Marks the coming of age of the writer and the India he writes of

Also, of what India means to him, Indian-turned expatriate in his twenties. On Seventies Socialism, then. Tharoor recounts Indira Gandhi's remark made in a moment of rare candour to an American reporter: "I can't say I believe in any ism. I wouldn't say I'm interested in socialism as socialism. To me it's just a tool". A cynical departure from Nehru's Fabian romanticism that in a sense sums up the difference in the political styles of the father and daughter. Tharoor's take on secularism is brutally honest: "Muslim politicians developed a vested interest in minorityhood" and the Indian State "in its perpetuation". Logic: support the leaders of the minority, pre-empt their radicalisation vis-a-vis the State by giving them no cause to fear it to coopt them into the mainstream. Thus, unlike the army and civil services, in the political realm leaders derived their clout not from their intellectual but their religious credentials. Tharoor quotes a 'backward' caste friend to highlight the particularly Indian dilemma over reservation. "If efficiency is more important than representation," says the 'backward' friend acidly, "we should never have asked the British to leave".

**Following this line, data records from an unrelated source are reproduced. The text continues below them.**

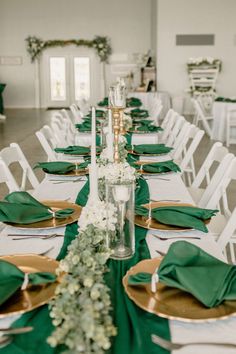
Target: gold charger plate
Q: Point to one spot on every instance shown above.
(152, 224)
(34, 296)
(141, 163)
(48, 224)
(172, 303)
(145, 154)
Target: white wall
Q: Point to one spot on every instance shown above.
(195, 17)
(126, 22)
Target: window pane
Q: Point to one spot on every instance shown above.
(58, 79)
(82, 78)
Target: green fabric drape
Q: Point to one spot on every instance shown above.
(2, 87)
(135, 326)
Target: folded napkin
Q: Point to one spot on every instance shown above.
(224, 99)
(99, 114)
(177, 215)
(104, 102)
(149, 148)
(142, 121)
(60, 167)
(139, 113)
(22, 208)
(147, 128)
(189, 268)
(85, 126)
(133, 102)
(142, 195)
(159, 167)
(13, 279)
(74, 150)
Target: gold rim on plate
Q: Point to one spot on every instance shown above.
(52, 223)
(34, 296)
(152, 224)
(172, 303)
(146, 154)
(141, 163)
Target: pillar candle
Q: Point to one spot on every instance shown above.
(110, 146)
(93, 178)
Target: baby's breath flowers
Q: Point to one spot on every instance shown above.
(81, 308)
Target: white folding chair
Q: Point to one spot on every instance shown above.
(227, 238)
(77, 114)
(13, 153)
(7, 178)
(49, 141)
(168, 124)
(218, 199)
(175, 130)
(215, 156)
(200, 117)
(155, 110)
(230, 123)
(61, 129)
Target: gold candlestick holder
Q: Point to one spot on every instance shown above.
(122, 127)
(116, 130)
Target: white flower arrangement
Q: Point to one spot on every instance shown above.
(117, 172)
(101, 44)
(201, 61)
(127, 121)
(99, 215)
(81, 308)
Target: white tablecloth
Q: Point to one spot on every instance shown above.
(169, 186)
(219, 120)
(84, 139)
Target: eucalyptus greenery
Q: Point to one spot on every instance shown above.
(35, 46)
(81, 308)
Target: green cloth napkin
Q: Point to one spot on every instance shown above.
(189, 268)
(176, 215)
(22, 208)
(133, 102)
(224, 99)
(149, 148)
(12, 278)
(139, 113)
(159, 167)
(74, 150)
(60, 167)
(104, 102)
(142, 195)
(147, 128)
(99, 114)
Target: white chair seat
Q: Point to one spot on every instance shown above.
(196, 193)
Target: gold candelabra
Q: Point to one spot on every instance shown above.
(122, 127)
(116, 130)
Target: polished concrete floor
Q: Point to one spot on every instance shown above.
(21, 125)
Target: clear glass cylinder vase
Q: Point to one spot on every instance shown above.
(122, 240)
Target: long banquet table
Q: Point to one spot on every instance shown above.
(172, 187)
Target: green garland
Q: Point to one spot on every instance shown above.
(35, 46)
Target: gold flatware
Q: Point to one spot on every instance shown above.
(168, 345)
(4, 341)
(55, 205)
(17, 330)
(176, 237)
(42, 237)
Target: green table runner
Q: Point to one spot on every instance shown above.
(135, 326)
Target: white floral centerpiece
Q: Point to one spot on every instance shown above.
(194, 63)
(81, 308)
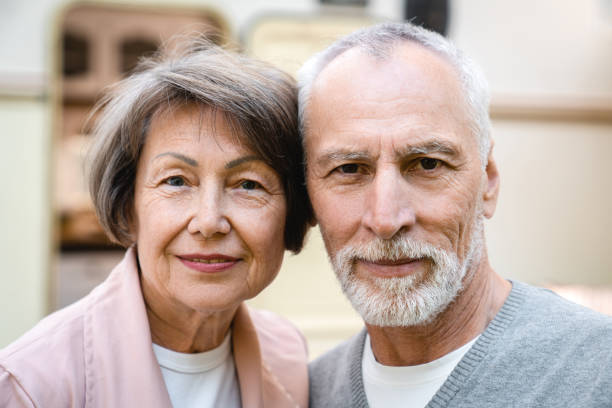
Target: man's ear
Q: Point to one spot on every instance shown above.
(491, 190)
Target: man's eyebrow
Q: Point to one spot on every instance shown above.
(427, 148)
(340, 155)
(237, 162)
(180, 156)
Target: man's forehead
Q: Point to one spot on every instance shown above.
(407, 62)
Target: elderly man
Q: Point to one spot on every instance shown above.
(401, 176)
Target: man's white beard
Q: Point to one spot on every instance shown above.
(410, 300)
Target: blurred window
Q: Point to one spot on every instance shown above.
(132, 50)
(76, 54)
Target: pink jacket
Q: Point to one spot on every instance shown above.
(97, 353)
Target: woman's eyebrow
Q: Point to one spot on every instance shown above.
(179, 156)
(240, 160)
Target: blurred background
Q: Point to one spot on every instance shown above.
(549, 64)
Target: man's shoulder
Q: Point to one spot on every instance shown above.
(561, 314)
(334, 375)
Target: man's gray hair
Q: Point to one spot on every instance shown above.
(379, 41)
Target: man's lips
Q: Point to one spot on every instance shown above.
(387, 268)
(208, 263)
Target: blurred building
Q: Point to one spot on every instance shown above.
(550, 68)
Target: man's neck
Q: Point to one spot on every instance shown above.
(464, 319)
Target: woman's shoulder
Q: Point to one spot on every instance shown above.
(275, 330)
(284, 356)
(44, 364)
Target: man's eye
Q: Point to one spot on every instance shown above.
(250, 185)
(175, 181)
(350, 168)
(429, 163)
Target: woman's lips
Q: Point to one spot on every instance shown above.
(386, 268)
(210, 263)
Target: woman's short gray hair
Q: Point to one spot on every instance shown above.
(258, 100)
(378, 41)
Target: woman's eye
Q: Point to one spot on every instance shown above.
(250, 185)
(429, 163)
(175, 181)
(350, 168)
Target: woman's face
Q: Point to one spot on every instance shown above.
(209, 215)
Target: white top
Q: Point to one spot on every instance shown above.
(407, 386)
(200, 380)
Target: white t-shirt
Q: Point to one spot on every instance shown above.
(407, 386)
(200, 380)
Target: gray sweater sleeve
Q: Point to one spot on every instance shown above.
(539, 351)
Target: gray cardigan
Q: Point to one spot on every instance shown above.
(539, 351)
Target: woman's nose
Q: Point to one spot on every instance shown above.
(209, 217)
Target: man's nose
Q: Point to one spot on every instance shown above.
(388, 205)
(209, 213)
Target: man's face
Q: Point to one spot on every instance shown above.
(396, 182)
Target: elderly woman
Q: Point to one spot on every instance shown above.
(196, 169)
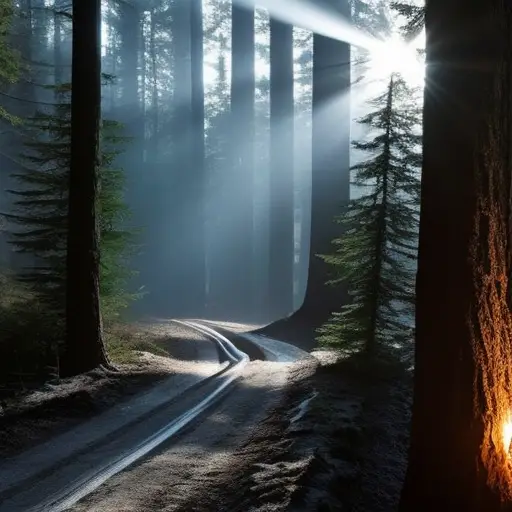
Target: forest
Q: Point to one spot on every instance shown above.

I'd unreservedly recommend the Schedule Caste, Unscheduled Change chapter where Tharoor elevates the simple tale of his SC friend Charlis' evolving relationship with him and his family to the level of a poignant parable. A metaphor for the change that has overtaken a people, a community, a country. This expat-since-he-was-22 UN official's perceptive observation on NRI 'guilt' needs to be mulled over: "The attitude of the expatriate to his homeland is that of the faithless lover who blames the woman he's spurned for not having sufficiently merited his fidelity". Tharoor highlights the political penury of a nation that would fain hand over the prime ministerial chair to a builder's daughter from Turino with no college degree, just a famous surname pedigree to recommend her. "They think of her as the nation's bahu," he records Cambridge-educated Congressman Mani Shankar Aiyer as saying. "The Congress has always needed one unquestioned figure at the top, a monarch if you like." Ergo, Empress Sonia Regina.

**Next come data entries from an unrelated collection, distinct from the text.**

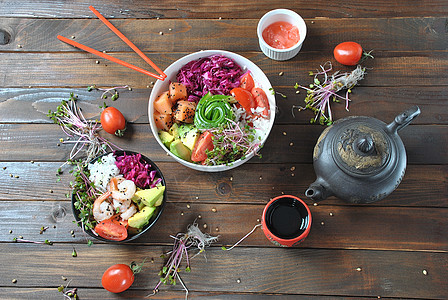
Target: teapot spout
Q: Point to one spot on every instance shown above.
(317, 191)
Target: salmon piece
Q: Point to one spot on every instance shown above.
(177, 91)
(163, 121)
(184, 112)
(163, 104)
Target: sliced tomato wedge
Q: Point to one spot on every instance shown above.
(111, 230)
(247, 82)
(261, 100)
(244, 98)
(204, 143)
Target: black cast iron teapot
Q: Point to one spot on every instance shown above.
(360, 159)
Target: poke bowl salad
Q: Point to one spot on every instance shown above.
(213, 112)
(118, 196)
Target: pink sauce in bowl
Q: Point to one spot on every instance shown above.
(281, 35)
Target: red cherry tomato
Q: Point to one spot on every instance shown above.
(111, 230)
(118, 278)
(113, 121)
(247, 82)
(205, 142)
(261, 100)
(244, 98)
(348, 53)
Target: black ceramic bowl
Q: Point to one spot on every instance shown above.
(153, 219)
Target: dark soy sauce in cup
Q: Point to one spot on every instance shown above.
(287, 218)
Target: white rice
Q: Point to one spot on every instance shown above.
(102, 171)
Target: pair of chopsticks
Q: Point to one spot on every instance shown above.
(160, 76)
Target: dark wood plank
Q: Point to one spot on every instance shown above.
(268, 270)
(31, 105)
(42, 141)
(78, 69)
(323, 34)
(422, 186)
(92, 293)
(334, 227)
(225, 9)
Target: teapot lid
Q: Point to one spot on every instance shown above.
(361, 146)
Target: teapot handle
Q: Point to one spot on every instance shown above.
(403, 119)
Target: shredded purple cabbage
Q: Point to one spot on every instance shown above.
(132, 168)
(216, 74)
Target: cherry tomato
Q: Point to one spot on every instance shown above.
(348, 53)
(117, 278)
(111, 230)
(261, 100)
(247, 82)
(113, 121)
(244, 98)
(205, 142)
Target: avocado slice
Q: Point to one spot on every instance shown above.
(150, 197)
(166, 138)
(180, 150)
(174, 131)
(141, 218)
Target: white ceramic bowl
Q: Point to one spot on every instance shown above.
(161, 86)
(277, 15)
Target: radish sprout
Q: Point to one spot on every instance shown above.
(74, 124)
(183, 242)
(320, 94)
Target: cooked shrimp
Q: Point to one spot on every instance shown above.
(102, 208)
(122, 189)
(129, 212)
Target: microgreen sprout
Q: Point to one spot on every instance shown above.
(68, 294)
(112, 92)
(46, 242)
(73, 123)
(194, 238)
(242, 239)
(323, 91)
(231, 142)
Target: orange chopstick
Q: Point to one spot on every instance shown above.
(108, 57)
(126, 40)
(161, 75)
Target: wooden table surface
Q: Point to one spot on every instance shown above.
(394, 248)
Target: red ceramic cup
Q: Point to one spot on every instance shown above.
(286, 221)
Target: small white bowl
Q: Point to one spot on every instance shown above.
(277, 15)
(261, 80)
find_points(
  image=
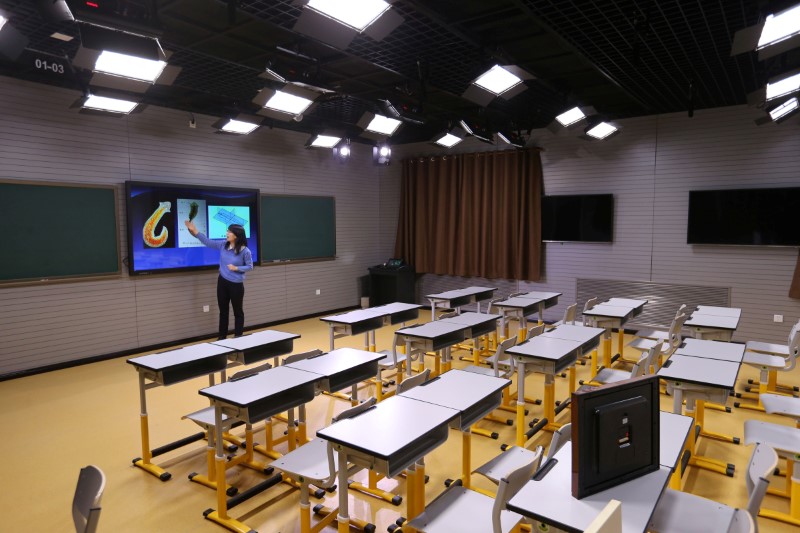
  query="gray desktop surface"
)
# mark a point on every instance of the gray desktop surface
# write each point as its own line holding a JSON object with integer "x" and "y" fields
{"x": 550, "y": 500}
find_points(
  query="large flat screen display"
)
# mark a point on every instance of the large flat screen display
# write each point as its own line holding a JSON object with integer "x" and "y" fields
{"x": 158, "y": 240}
{"x": 755, "y": 217}
{"x": 579, "y": 218}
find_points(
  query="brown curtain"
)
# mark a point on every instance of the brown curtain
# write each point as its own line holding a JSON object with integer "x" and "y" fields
{"x": 794, "y": 290}
{"x": 472, "y": 214}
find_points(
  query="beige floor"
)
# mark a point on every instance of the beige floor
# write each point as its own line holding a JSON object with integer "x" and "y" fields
{"x": 55, "y": 423}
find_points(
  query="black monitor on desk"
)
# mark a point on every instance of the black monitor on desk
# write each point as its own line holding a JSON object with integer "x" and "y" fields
{"x": 615, "y": 434}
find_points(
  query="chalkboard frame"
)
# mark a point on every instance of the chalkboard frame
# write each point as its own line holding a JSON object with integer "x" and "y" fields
{"x": 39, "y": 281}
{"x": 265, "y": 262}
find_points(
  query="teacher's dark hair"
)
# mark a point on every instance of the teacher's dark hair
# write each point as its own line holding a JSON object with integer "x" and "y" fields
{"x": 241, "y": 238}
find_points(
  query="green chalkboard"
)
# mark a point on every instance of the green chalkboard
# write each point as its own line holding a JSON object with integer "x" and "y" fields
{"x": 53, "y": 231}
{"x": 297, "y": 228}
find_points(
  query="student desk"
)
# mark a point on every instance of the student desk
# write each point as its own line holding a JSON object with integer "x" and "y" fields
{"x": 714, "y": 323}
{"x": 367, "y": 321}
{"x": 521, "y": 306}
{"x": 588, "y": 337}
{"x": 549, "y": 500}
{"x": 609, "y": 315}
{"x": 259, "y": 346}
{"x": 549, "y": 356}
{"x": 254, "y": 398}
{"x": 458, "y": 298}
{"x": 479, "y": 324}
{"x": 472, "y": 395}
{"x": 674, "y": 434}
{"x": 165, "y": 369}
{"x": 389, "y": 438}
{"x": 433, "y": 337}
{"x": 700, "y": 380}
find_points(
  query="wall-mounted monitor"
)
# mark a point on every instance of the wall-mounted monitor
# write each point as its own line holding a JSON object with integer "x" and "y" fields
{"x": 754, "y": 217}
{"x": 158, "y": 240}
{"x": 578, "y": 218}
{"x": 615, "y": 434}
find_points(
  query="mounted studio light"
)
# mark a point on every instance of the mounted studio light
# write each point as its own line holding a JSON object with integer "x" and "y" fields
{"x": 381, "y": 154}
{"x": 777, "y": 34}
{"x": 12, "y": 42}
{"x": 337, "y": 22}
{"x": 240, "y": 125}
{"x": 506, "y": 81}
{"x": 123, "y": 61}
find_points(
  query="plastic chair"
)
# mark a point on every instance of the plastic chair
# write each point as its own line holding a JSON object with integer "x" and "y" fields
{"x": 460, "y": 509}
{"x": 770, "y": 359}
{"x": 681, "y": 512}
{"x": 316, "y": 464}
{"x": 86, "y": 502}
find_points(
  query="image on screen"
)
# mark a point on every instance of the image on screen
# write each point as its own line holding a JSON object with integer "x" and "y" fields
{"x": 158, "y": 239}
{"x": 222, "y": 216}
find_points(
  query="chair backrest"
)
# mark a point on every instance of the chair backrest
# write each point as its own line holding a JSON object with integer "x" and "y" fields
{"x": 561, "y": 436}
{"x": 590, "y": 303}
{"x": 641, "y": 367}
{"x": 246, "y": 373}
{"x": 534, "y": 331}
{"x": 409, "y": 383}
{"x": 500, "y": 357}
{"x": 300, "y": 356}
{"x": 570, "y": 313}
{"x": 742, "y": 522}
{"x": 86, "y": 502}
{"x": 762, "y": 463}
{"x": 509, "y": 486}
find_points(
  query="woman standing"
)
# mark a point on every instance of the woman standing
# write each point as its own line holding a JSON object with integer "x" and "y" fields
{"x": 235, "y": 259}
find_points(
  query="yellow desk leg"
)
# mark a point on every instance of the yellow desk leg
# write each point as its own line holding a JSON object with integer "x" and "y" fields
{"x": 466, "y": 458}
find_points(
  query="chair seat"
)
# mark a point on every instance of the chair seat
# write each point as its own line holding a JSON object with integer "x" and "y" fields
{"x": 205, "y": 418}
{"x": 764, "y": 360}
{"x": 309, "y": 461}
{"x": 643, "y": 344}
{"x": 783, "y": 439}
{"x": 388, "y": 361}
{"x": 653, "y": 334}
{"x": 681, "y": 512}
{"x": 508, "y": 461}
{"x": 609, "y": 375}
{"x": 781, "y": 405}
{"x": 462, "y": 510}
{"x": 767, "y": 347}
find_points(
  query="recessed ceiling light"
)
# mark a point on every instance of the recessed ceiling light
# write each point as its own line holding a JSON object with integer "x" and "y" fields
{"x": 127, "y": 66}
{"x": 497, "y": 80}
{"x": 62, "y": 37}
{"x": 787, "y": 85}
{"x": 357, "y": 14}
{"x": 325, "y": 141}
{"x": 113, "y": 105}
{"x": 288, "y": 103}
{"x": 601, "y": 131}
{"x": 570, "y": 117}
{"x": 448, "y": 140}
{"x": 779, "y": 27}
{"x": 383, "y": 125}
{"x": 239, "y": 126}
{"x": 783, "y": 109}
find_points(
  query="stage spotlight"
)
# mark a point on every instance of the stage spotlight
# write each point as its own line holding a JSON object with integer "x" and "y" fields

So does Tharoor despair for the country? No. Just loves it, warts and all. Caste and class, carts and cellulars, religions and riots: nothing matters. What does, is the memory of "steaming breakfast idlis, pungent coconut chutney, of lissome women in saris the colours of paradise, of throngs of working men pouring from a brown and ochre train" To Tharoor, India is where he stands in the sun and feels himself whole again in his own skin. Not statistics, substance alone. This time round, Tharoor also has soul.